Something inside me told me there was something wrong with what my uncle claimed. I wondered how could he be right if millions of Filipinos were enraged by Aquino’s murder and also mired in endemic poverty. How long could their collective silence and apathy be expected to continue in the face of such adversity?

What my uncle in all his arrogance failed to grasp was that there was change in the air, a widespread feeling that there was the beginning of something transformational, something enduring, something essential, essential that is to the restoration of democracy in the Philippines. That something would become what would be known as People Power.

Just the sight of thousands of Filipinos coming out onto EDSA to show their support for and solidarity with the rebellious soldiers had a moral wholeness to it, which is indispensable to any doing like this in terms of scale and purpose. This unity was not only moral but political too.

Indeed, EDSA possessed at once a spiritual and secular grace—the spiritual aspect drew upon the good-versus-evil theme thereby galvanizing the people, while the secular brought Philippine democracy back from the dead.

Filipinos were venturing into a decisive stage in their nation’s history, a stage in which they were both the actors and the composers. This is as important to remember as anything else about EDSA I: for Filipinos it had a value and beauty that was all their own. In a word, EDSA I and People Power was all Filipino in the making. Outsiders could only watch as a people far too accustomed to foreign influence took matters into their own hands.
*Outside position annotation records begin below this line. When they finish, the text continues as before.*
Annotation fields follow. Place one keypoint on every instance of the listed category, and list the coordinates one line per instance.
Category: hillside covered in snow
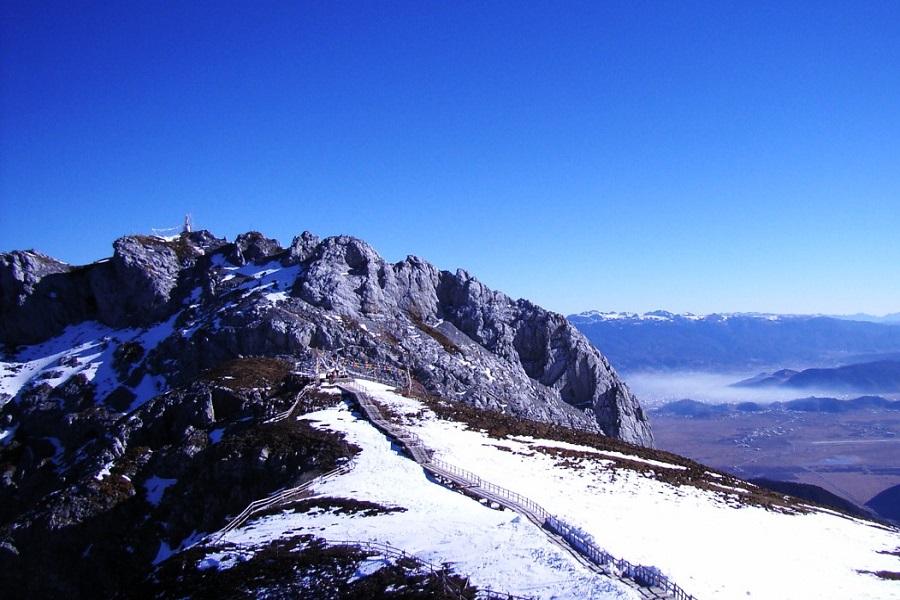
(166, 432)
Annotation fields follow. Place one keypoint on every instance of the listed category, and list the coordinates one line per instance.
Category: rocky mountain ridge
(135, 391)
(252, 297)
(734, 342)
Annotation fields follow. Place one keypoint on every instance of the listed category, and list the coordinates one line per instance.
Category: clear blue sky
(697, 157)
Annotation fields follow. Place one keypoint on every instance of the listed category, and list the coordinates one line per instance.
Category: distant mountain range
(701, 410)
(662, 340)
(874, 377)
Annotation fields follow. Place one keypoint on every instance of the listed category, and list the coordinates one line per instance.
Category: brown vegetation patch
(246, 373)
(314, 400)
(499, 425)
(301, 567)
(334, 505)
(889, 575)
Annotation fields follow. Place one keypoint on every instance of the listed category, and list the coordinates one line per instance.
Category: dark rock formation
(459, 338)
(144, 422)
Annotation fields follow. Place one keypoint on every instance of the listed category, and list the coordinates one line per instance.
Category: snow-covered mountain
(166, 432)
(135, 391)
(713, 535)
(729, 342)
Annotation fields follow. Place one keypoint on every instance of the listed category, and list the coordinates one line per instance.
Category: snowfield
(495, 549)
(696, 537)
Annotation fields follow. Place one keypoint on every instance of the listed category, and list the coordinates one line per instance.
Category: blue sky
(616, 155)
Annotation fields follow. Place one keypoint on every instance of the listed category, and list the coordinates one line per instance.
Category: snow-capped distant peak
(664, 315)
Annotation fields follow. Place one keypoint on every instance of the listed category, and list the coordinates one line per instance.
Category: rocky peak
(459, 337)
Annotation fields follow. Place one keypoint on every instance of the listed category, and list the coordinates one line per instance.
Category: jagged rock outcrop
(459, 338)
(142, 417)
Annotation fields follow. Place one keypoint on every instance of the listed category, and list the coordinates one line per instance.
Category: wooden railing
(645, 576)
(278, 498)
(439, 571)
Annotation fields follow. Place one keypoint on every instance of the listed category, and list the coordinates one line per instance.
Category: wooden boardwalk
(648, 583)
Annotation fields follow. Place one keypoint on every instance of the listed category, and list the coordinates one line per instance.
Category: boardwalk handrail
(643, 575)
(280, 497)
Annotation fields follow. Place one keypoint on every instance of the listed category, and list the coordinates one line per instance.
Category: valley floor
(704, 539)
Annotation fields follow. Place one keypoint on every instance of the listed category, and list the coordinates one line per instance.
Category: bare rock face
(149, 417)
(38, 296)
(458, 338)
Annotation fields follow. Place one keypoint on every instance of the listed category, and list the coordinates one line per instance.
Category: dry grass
(248, 373)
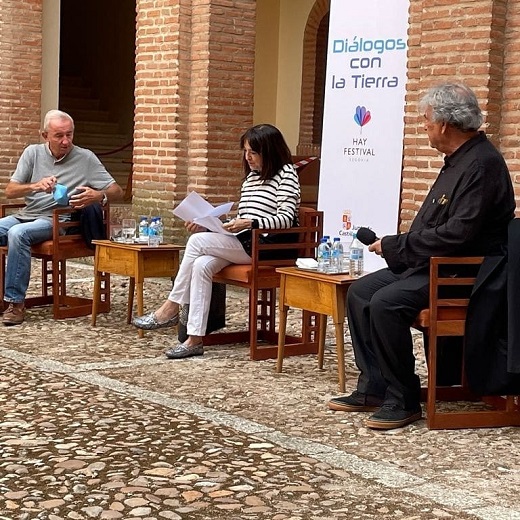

Plausibly not since the revolutionary period against Spanish colonial domination in the late 1890’s had Filipinos taken such a resolute step towards exclusively reasserting their right to self-determination.

Reminiscing about EDSA I here makes it all the more disheartening to me that so many Millennial and Generation Z Filipinos have isolated People Power into the faraway past. Truth be told, for them what was accomplished in those heady days in 1986 has become outmoded, dated, even redundant.

With some of these younger Filipinos, the restorative memory of EDSA I as it has been imparted to them by their seniors has not been adequately fulfilling. The passage of time, the clockwork corruption and dereliction of much of the post-EDSA I era, the challenges of navigating the headwinds of the 21st century, and the revival of the Marcoses political fortunes along with the ascendancy of Rodrigo Duterte’s, have formed a dangerous wedge between the unambiguous meaning of EDSA I and its reception among the youths who will carry the future burden of administering the Philippines.

The danger lies in the consigning of EDSA I and People Power to the dustbin of history by both young skeptics and the populist, authoritarian forces that revolve around Rodrigo Duterte. The Philippines I must say, is potentially approaching an inflection point at which its democracy will be teetering on the edge.

The avoidance of that pressing possibility will depend on doing a better job of enlightening Filipino youths on the virtue and righteousness of EDSA I and People Power—for they will eventually be freedom’s salvation.